1 Depois de muito tempo,
Sobre os quadros sombrios do Calvário,
Judas, cego no Além, errava solitário…
2 Era triste a paisagem,
O céu era nevoento…
Cansado de remorso e sofrimento,
Sentara-se a chorar…
Nisso, nobre mulher de Planos superiores,
Nimbada de celestes esplendores,
Que ele não conseguia divisar,
Chega e afaga a cabeça do infeliz.
Em seguida, num tom de carinho profundo,
Quase que, em oração, ela lhe diz:
— Meu filho, por que choras?
3 Acaso, não sabeis? — replica o interpelado,
Claramente agressivo,
Sou um morto e estou vivo.
Matei-me e novamente estou de pé,
Sem consolo, sem lar, sem amor e sem fé…
Não ouvistes falar em Judas, o traidor?
Sou eu que aniquilei a vida do Senhor…
A princípio, julguei
Poder faze-lo rei,
Mas apenas lhe impus
Sacrifício, martírio, sangue e cruz.
E em flagelo e aflição
Eis a que a minha vida agora se reduz…
Afastai-vos de mim,
Deixai-me padecer neste inferno sem fim…
Nada me pergunteis, retirai-vos senhora,
Nada sabeis da mágoa que me agita,
Nunca penetrareis minha dor infinita…
O assunto que lastimo é unicamente meu…
4 No entanto, a dama calma respondeu:
— Meu filho, sei que sofres, sei que lutas,
Sei a dor que te causa o remorso que escutas,
Venho apenas falar-te
Que Deus é sempre amor em toda parte..
E acrescentou serena:
— A Bondade do Céu jamais condena;
Venho por mãe a ti, buscando um filho amado.

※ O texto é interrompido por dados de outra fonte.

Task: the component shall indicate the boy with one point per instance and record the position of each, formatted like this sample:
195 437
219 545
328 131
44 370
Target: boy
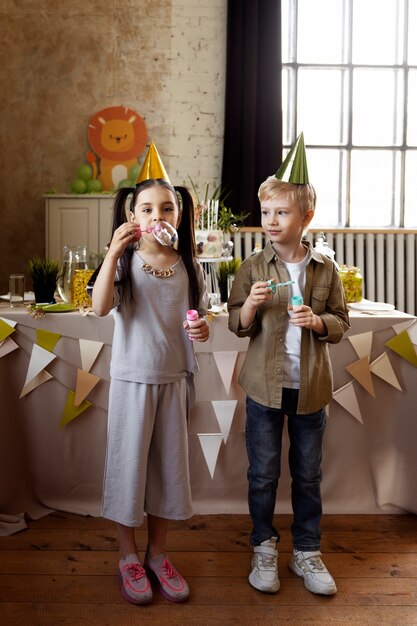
287 371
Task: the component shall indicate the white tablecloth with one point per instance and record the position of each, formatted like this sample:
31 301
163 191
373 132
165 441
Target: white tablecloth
368 467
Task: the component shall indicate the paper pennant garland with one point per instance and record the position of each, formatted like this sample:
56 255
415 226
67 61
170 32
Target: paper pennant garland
362 343
401 344
47 339
346 397
403 325
39 359
41 378
6 328
382 367
85 383
11 323
226 362
361 372
70 410
412 332
210 444
7 346
224 410
89 352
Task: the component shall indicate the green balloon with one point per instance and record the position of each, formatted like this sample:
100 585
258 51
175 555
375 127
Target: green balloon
126 182
94 186
84 171
78 186
134 172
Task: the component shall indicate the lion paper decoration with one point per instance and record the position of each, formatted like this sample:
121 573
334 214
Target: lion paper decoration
118 136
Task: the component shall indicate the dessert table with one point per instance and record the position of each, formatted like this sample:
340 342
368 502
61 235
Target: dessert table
369 463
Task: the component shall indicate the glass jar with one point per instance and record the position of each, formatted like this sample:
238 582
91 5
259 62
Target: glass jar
74 258
79 295
352 283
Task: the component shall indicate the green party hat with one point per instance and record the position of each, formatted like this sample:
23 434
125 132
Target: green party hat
152 166
294 168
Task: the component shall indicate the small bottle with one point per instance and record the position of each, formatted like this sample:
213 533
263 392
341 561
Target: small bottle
192 316
294 301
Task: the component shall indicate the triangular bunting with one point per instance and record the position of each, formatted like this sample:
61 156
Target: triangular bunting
41 378
47 339
412 332
401 344
11 323
89 352
226 362
382 367
362 343
224 410
6 329
6 346
85 383
210 444
71 411
403 325
346 397
39 359
361 372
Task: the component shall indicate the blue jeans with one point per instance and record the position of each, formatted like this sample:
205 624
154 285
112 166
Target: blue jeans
264 427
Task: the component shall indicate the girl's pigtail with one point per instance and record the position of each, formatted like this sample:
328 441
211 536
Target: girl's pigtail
186 243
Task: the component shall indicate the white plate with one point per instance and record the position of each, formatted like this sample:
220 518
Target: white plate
29 296
368 305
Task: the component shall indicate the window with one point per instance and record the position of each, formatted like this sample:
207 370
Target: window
349 82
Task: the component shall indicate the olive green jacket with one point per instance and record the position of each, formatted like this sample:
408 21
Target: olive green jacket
262 373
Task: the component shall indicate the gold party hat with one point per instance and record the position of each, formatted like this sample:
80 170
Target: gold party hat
152 166
294 168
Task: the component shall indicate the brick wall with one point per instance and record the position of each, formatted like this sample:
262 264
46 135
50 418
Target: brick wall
61 62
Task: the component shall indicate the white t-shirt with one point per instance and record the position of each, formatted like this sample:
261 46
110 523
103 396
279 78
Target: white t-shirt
297 273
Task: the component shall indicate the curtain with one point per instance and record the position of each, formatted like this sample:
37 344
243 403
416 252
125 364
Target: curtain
252 148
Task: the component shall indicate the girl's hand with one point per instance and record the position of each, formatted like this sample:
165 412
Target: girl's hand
126 233
199 331
303 316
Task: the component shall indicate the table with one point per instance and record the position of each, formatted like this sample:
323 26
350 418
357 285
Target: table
368 467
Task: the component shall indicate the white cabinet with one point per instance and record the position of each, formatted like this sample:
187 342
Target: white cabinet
83 220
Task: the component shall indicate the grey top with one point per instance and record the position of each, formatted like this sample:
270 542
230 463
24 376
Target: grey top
150 344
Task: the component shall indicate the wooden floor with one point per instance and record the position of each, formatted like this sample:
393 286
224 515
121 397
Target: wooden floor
62 571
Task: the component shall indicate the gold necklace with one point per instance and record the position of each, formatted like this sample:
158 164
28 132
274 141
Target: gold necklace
158 273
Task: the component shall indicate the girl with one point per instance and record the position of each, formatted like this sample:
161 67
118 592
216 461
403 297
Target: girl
150 286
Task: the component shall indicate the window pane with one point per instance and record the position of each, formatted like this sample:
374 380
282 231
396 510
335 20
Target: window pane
372 184
412 39
377 32
324 167
412 109
410 213
319 106
320 31
377 110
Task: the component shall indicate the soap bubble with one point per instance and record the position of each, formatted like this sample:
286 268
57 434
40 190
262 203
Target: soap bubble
165 234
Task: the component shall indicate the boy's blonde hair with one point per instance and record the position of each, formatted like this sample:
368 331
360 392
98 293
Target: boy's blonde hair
304 196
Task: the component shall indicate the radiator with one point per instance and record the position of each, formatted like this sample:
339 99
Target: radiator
387 259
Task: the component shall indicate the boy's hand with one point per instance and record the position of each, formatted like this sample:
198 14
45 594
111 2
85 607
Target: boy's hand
260 292
303 316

Sofre com paciência a dor e a prova;
Terás, em breve, uma existência nova…
Não te sintas sozinho ou desprezado.
5 Judas interrompeu-a e bradou, rude e pasmo:
— Mãe? Não me venhais aqui com mentira e sarcasmo.
Depois de me enforcar num galho de figueira,
Para acordar na dor,
Sem mais poder fugir à vida verdadeira,
Fui procurar consolo e força de viver
Ao pé da pobre mãe que me forjara o ser!…
6 Ela me viu chorando e escutou meus lamentos,
Mas teve medo de meus sofrimentos.
Expulsou-me a esconjuros,
Chamou-me monstro, por sinal,
Disse que eu era
Unicamente o Espírito do mal;
Intimou-me a terrível retrocesso,
Mandando que apressasse o meu regresso
Para a zona infernal, de onde, por certo, eu vinha…
Ah! detesto lembrar a horrível mãe que eu tinha…
Não me faleis de mães, não me faleis de amor,
Sou apenas um monstro sofredor…
— Inda assim — disse a dama docemente —
Por mais que me recuses, não me altero;
Amo-te, filho meu, amo-te e quero
Ver-te, de novo, a vida
Maravilhosamente revestida
De paz e luz, de fé e elevação…
Virás comigo à Terra,
Perderás, pouco a pouco, o ânimo violento,
Terás o coração
Nas águas de bendito esquecimento.
Numa nova existência de esperança,
Levar-te-ei comigo
A remansoso abrigo,
Dar-te-ei outra mãe! Pensa e descansa!…
7 E Judas, nesse instante,
Como quem olvidasse a própria dor gigante
Ou como quem se desagarra
De pesadelo atroz,
Perguntou: — quem sois vós?
Que me falais assim, sabendo-me traidor?
Sois divina mulher, irradiando amor
Ou anjo celestial de quem pressinto a luz?!…
No entanto, ela a fitá-lo, frente a frente,
Respondeu simplesmente:
— Meu filho, eu sou Maria, sou a mãe de Jesus.